Working From Home and Staff Impacts
More than nine in ten respondents (93%) indicated they are working from home now, with 41 percent saying their organization was “well prepared” for this shift and 36 percent believing they were “somewhat prepared.”
“Figuring out the best way to craft our asks for urgency, as we are not front-line essential workers but still support a vulnerable population, has been challenging,” said one respondent. “Navigating this new landscape given the sudden information overload and trying to get a sense of how donors are feeling about giving has also been tricky.
Another respondent noted: “The need to give out my personal phone number to donors and also working out of two places at home as well as in rotating shifts at the office, have all been problematic and challenging.” Several respondents expressed frustration at working from home while trying to homeschool children and working in different spaces all the time.
The impact of COVID-19 has extended well beyond fundraising and has affected staffing levels and activity. Over 30 percent of organizations (31%) have been forced to lay off staff, and 1% of respondents have been personally laid off. In addition, 16% of organizations have cut staff pay.
Respondents have advice for other fundraisers and charities as they looked to the future, including:
- Keep pushing the data and articles to leadership and board to prove that now is a good time to fundraise. If we wait until Christmas, that may no longer be as good a time. Don't be afraid to fundraise from your volunteers. Digital fundraising campaigns should be extended to all parties unless they are specifically targeted to certain groups of donors.
- We have an incredible opportunity to connect. Take a deep breath and try to focus on the parts you can control: reaching out to donors and checking in with them, not the demands or pressures of your KPI or your managers' budgets and goals. Do the stuff that fills you up and track your calls and activity. It adds up and will bear fruit.
- It is likely that the need has not changed for your cause. While there are many individuals and organizations who may be suffering income loss, sometimes devastating, there are more people and organizations doing the same or better than they were pre-pandemic. Our role is to provide people with the opportunity to make a difference through financial support. Now, of all times, it is critical that we give people the chance to help.
- Steward, steward, steward. We are running a marathon, not a sprint. Giving will slump but if you care for and about your donors, the rebound will make up for slump. And be compassionate. Ask how your supporters are doing and deepen relationships. Be bold and go do work—those that can give, will. Keep asking for support.
“The work of fundraisers and fundraising is more important than ever,” said Paula Attfield, chair of AFP Canada. “The charities that are able to invest in fundraising today will raise more money tomorrow.
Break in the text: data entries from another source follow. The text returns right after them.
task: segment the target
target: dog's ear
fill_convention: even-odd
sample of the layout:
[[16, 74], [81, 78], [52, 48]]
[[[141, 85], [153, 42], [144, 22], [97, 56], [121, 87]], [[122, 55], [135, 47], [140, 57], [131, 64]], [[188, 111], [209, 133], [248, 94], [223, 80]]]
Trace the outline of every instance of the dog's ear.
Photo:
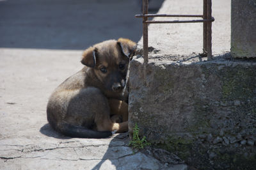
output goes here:
[[81, 63], [90, 67], [95, 66], [96, 53], [97, 53], [97, 48], [91, 47], [87, 49], [83, 53], [83, 58], [82, 60], [81, 61]]
[[136, 49], [136, 43], [132, 40], [120, 38], [117, 40], [117, 44], [120, 47], [122, 53], [130, 58], [133, 56]]

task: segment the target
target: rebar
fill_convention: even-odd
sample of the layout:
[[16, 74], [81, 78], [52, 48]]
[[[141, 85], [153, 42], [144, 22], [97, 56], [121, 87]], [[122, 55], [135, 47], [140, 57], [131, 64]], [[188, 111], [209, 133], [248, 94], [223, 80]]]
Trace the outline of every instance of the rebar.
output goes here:
[[[144, 58], [144, 81], [146, 83], [147, 65], [148, 62], [148, 24], [175, 24], [175, 23], [204, 23], [203, 52], [207, 55], [207, 60], [211, 60], [212, 57], [212, 22], [214, 18], [212, 17], [212, 1], [204, 0], [203, 15], [168, 15], [168, 14], [148, 14], [148, 0], [142, 0], [143, 14], [135, 15], [137, 18], [143, 18], [143, 58]], [[201, 20], [148, 20], [148, 17], [201, 17]]]

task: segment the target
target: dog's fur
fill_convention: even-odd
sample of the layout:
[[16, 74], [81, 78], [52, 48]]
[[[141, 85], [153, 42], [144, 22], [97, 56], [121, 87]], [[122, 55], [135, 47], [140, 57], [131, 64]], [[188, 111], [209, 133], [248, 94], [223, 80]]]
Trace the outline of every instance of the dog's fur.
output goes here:
[[128, 130], [125, 102], [128, 93], [124, 88], [135, 48], [136, 43], [119, 38], [96, 44], [84, 52], [81, 63], [84, 67], [50, 97], [47, 120], [55, 130], [84, 138], [106, 137], [112, 132]]

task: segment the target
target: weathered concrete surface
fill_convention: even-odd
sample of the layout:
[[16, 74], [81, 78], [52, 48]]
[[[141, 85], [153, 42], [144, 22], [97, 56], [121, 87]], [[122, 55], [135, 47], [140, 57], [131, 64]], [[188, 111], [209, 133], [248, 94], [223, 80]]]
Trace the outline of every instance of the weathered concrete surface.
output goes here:
[[[159, 13], [180, 9], [198, 13], [201, 3], [167, 0]], [[131, 63], [129, 128], [137, 123], [141, 135], [189, 166], [252, 169], [256, 166], [256, 61], [235, 59], [228, 52], [230, 1], [214, 1], [212, 6], [211, 61], [199, 55], [200, 24], [149, 26], [152, 47], [145, 84], [141, 53]], [[182, 35], [174, 34], [180, 30]], [[140, 50], [141, 41], [139, 45]]]
[[[212, 22], [213, 55], [230, 51], [230, 0], [212, 1], [212, 16], [215, 18], [215, 21]], [[203, 2], [197, 0], [166, 0], [157, 13], [202, 15]], [[193, 20], [195, 18], [154, 19], [156, 20], [178, 19]], [[152, 56], [195, 56], [195, 54], [202, 53], [203, 24], [150, 24], [148, 27], [148, 47], [153, 47], [150, 54]], [[142, 49], [142, 38], [139, 42], [138, 48]], [[156, 50], [154, 50], [154, 49]]]
[[127, 134], [72, 139], [47, 122], [48, 97], [82, 68], [83, 49], [120, 36], [138, 40], [137, 5], [120, 0], [0, 1], [0, 169], [187, 168], [150, 154], [133, 155]]
[[231, 55], [256, 58], [256, 1], [232, 0]]
[[132, 154], [127, 134], [68, 138], [46, 119], [52, 91], [79, 70], [82, 50], [1, 49], [1, 169], [186, 169], [150, 155]]

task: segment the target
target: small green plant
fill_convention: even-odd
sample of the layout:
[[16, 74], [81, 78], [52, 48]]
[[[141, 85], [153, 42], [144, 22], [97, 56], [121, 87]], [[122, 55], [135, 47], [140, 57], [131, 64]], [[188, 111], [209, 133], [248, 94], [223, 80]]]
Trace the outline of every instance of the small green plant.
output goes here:
[[148, 143], [146, 140], [146, 137], [143, 136], [142, 139], [139, 136], [140, 128], [135, 123], [135, 126], [132, 129], [132, 140], [129, 143], [129, 146], [131, 146], [134, 149], [143, 149], [147, 146], [151, 144]]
Beyond investment, fundraisers are going to require innovative and creative ways of connecting donors to their causes. As a profession, we’ve already proven we are innovative by adapting to working from home, despite the multiple challenges in doing so.”
Attfield continued: “And of course, as AFP members, we understand the continued importance of best fundraising practice: asking for the right amount, at the right time, with the right message, combined, of course, with great stewardship. As fundraisers, we know there is no giving without asking, and if we stop asking, well, quite simply, our revenues will fall.”